When Your Client Doesn’t Get It…

Blaming your client or customer for their confusion is a good way to get yourself fired.

Ever get into a situation where your audience (of any kind) just doesn’t seem to understand or get comfortable with your drift?

For those of you who follow my writing across platforms, you may have run across an article I wrote this summer titled “It’s Never the Audience’s Fault.”  Here’s a link to it.

Based on circulation, you had to look pretty hard to catch it.

The thesis:  The audience’s discomfort with your performance, as a rule, says a lot more about your performance than about the audience.  So, refrain from blaming them.  They have brains, too!

I had the privilege to witness an exceptionally good example of bad behavior on this topic recently. A consultant I happened to be near witnessed behavior from a client that just didn’t make sense to the consultant.  The consultant, an expert with decades of experience, kept receiving requests from the client for guidance on process and approach.

The client was uncomfortable, confused, needy, and absolutely un-versed in the consultant’s approach to business. The client was naive.
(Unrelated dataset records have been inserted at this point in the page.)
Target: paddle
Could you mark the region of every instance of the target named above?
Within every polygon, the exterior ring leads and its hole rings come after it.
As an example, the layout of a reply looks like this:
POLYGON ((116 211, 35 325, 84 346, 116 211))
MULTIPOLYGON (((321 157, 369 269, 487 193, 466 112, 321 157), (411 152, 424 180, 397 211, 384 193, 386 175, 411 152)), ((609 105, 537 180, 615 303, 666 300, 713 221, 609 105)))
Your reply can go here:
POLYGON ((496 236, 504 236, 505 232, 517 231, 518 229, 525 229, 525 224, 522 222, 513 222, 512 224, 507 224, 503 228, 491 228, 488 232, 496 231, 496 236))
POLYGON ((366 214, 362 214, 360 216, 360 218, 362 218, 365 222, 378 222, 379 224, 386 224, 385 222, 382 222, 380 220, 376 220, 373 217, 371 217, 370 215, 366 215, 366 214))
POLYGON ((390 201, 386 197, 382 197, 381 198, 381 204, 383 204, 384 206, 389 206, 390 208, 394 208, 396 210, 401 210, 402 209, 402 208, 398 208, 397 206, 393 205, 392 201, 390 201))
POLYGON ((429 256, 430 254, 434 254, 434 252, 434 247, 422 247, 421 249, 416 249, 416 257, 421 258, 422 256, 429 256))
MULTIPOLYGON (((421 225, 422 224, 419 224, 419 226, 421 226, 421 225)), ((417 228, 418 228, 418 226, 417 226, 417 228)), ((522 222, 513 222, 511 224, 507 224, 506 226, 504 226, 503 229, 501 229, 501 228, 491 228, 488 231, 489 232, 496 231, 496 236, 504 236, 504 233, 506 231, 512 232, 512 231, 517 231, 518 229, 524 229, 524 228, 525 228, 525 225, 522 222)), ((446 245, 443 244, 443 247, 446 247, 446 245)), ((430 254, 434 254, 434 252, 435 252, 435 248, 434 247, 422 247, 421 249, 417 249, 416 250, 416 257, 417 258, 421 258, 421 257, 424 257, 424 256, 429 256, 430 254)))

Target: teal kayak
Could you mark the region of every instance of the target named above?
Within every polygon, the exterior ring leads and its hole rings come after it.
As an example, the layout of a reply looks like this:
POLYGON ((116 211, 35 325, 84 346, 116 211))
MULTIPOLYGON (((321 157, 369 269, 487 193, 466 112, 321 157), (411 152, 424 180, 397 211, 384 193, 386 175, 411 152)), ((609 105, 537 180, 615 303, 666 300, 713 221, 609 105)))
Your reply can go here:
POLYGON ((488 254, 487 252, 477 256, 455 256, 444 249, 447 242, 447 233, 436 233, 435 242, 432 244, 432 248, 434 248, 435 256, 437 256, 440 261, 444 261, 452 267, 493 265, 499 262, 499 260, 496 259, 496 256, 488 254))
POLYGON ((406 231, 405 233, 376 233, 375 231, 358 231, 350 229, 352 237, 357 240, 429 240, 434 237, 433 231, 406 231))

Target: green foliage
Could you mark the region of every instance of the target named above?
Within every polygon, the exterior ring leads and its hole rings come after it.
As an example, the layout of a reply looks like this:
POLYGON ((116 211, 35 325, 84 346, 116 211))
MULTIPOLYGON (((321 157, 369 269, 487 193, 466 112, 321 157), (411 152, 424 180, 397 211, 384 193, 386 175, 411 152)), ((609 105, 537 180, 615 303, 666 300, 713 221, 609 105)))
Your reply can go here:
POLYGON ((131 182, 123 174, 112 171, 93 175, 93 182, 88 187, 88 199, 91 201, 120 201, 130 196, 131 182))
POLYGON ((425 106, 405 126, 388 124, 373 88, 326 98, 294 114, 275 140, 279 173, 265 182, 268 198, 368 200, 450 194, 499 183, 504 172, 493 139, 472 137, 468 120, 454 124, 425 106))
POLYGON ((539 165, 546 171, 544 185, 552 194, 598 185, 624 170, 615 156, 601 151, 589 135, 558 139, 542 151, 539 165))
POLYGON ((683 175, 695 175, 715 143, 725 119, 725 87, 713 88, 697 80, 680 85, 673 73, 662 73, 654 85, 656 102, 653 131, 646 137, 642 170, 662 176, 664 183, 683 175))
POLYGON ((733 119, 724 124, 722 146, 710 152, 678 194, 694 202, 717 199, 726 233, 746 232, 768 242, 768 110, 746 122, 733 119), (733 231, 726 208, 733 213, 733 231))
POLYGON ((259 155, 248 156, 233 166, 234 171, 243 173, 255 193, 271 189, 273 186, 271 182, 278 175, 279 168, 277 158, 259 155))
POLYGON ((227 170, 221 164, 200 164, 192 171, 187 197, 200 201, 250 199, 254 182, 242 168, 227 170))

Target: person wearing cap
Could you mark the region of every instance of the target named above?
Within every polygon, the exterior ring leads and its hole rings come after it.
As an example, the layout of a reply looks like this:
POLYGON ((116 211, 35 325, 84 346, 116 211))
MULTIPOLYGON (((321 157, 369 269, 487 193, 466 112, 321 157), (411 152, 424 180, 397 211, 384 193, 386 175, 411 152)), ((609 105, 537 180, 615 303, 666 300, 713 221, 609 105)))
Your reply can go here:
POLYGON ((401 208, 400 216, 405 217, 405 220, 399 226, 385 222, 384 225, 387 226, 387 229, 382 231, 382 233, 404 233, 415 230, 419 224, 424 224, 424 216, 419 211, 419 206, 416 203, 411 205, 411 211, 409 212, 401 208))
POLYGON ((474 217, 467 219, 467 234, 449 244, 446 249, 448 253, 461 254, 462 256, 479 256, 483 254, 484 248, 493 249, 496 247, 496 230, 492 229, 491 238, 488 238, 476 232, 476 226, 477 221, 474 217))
This created a morass of nerves on the client side.  And, I could tell, wasn’t all that pleasant to the consultant, either.

So, what did the consultant do?

The consultant blamed the client.

Openly.

In an exchange that was almost amusing if it weren’t terminal, the consultant referred in short form to the consultant’s expertise, the client’s lack of trust, and how the client’s communications and questions were driving cost and time.  To add a dessert topping to the interaction, the consultant proceeded to lecture the client on what “right” looks like for a professional services practice in terms of process and value.

What the consultant didn’t do was address the root issue:  The client’s discomfort.

The consultant sought to be understood instead of seeking to understand.  And, in the process, the consultant sapped any remaining client confidence that the consultant could actually deliver on a satisfactory experience.

The chemistry wasn’t there.

The consultant was fired–not for performance, but for lack of openness to the idea that the client’s discomfort just might be justified.

Professional services relationships provide a stage (and an economic stimulus for immediate feedback) for practicing leadership principles that matter.  This was a good example of one:

When your customer doesn’t get it, you have to look inwardly first.  It might not be their fault.